Benefits of Digitized Pathology for Clinical Trial Sponsors and Pathology Teams
Can advances in tech-enabled solutions and workflows optimize diagnostic analysis while reducing the burden on pathologists?
Advancements in ultra-speed scanners, high-resolution imaging tools, and artificial intelligence-driven data management strategies are reshaping age-old lab imaging processes within clinical trials. These transformative solutions and workflows bring many benefits, including streamlining operational workloads and enhancing the accuracy and speed of data analysis.
However, some sponsors and lab teams hesitate to integrate these pathology solutions into clinical trials. This hesitation has made it necessary to better understand how digitized pathology can help address long-term challenges in imaging analysis, especially when trial timelines and budgets matter more than ever.
Manual vs. digital imaging
Digitized pathology offers tangible benefits for clinical trial efficiency by enhancing traditional workflows with tech-enabled ones:
Efficiency in time, cost, and collaboration
Slow-moving and disjointed, one-by-one glass slide image analysis is being replaced by digitized tissue slides and scanners, which are more easily shared for teaching/training purposes and second opinions on complex cases. Replacing fragile glass slides that have higher shipping costs and damage risk with automated digital slides stored on cloud sites that are accessible via comprehensive platforms means experts across the world can review a case within seconds.
Increased resolution and dimensionality
With AI-based solutions, pathologists can view tissue sections on a molecular level in 3D. 3D solutions can simultaneously display tissue at 2X and 200X magnification, providing clinicians with critical measurements (e.g., comparisons of tumor nuclear features between cell and tissue types) and deeper insights.
Quantity and quality
Manually analyzing distances between key elements in tissues can be time-consuming for overloaded pathologists. With computational systems, experts can easily obtain volume measurements to review and compare, enhancing their throughput. Relational contexts can also be analyzed using spatial analytic tools.

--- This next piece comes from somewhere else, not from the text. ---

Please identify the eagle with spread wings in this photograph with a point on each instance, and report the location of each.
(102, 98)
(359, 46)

The shortage of pathologists
The industry-wide shortage of experienced pathologists adds reason to consider adopting tech-enabled diagnostic processes—not to replace experts but rather to reduce the burden on the existing workforce. There are several ways digital solutions can help:
- During COVID-19, pathologist shortages led to a significant backlog of patient cases needing diagnoses. The Centers for Medicare & Medicaid Services encouraged remote review of pathology slides to ensure workforce safety while maintaining workflow. With increased use, the cost of imaging scanners has rapidly declined and they have also become more portable. Scanner integration allows pathologists to review and provide analyses from any location without time lags. As patients resume visiting sites in person for elective surgeries and other delayed procedures, pathologists can carry out remote review and analysis when convenient
- AI-driven in vitro diagnostics tools are increasingly being validated by regulators for patient use (e.g., validation via CE marking for IVD use in Europe). As such, time-consuming, monotonous tasks (e.g., counting mitosis) can be reduced by digitizing image slides, freeing up experts’ time to focus on quality of care.
Only the beginning
Tech-driven advancements are already helping accelerate the process of image review and diagnosis. With new specialized cameras, photographic technologies, computational approaches, and comprehensive data management platforms, we are creating opportunities for higher throughput and a more holistic approach to care.
Taking in increasingly complex processes for review along with demographic data, lab results, and more, pathologists can analyze patients from various levels, providing a diagnosis with subtle yet deeper insights.
However, as the capabilities of these solutions improve, discussions around updating regulatory guidance, increasing patient data privacy, and reducing algorithmic gender/race bias are required.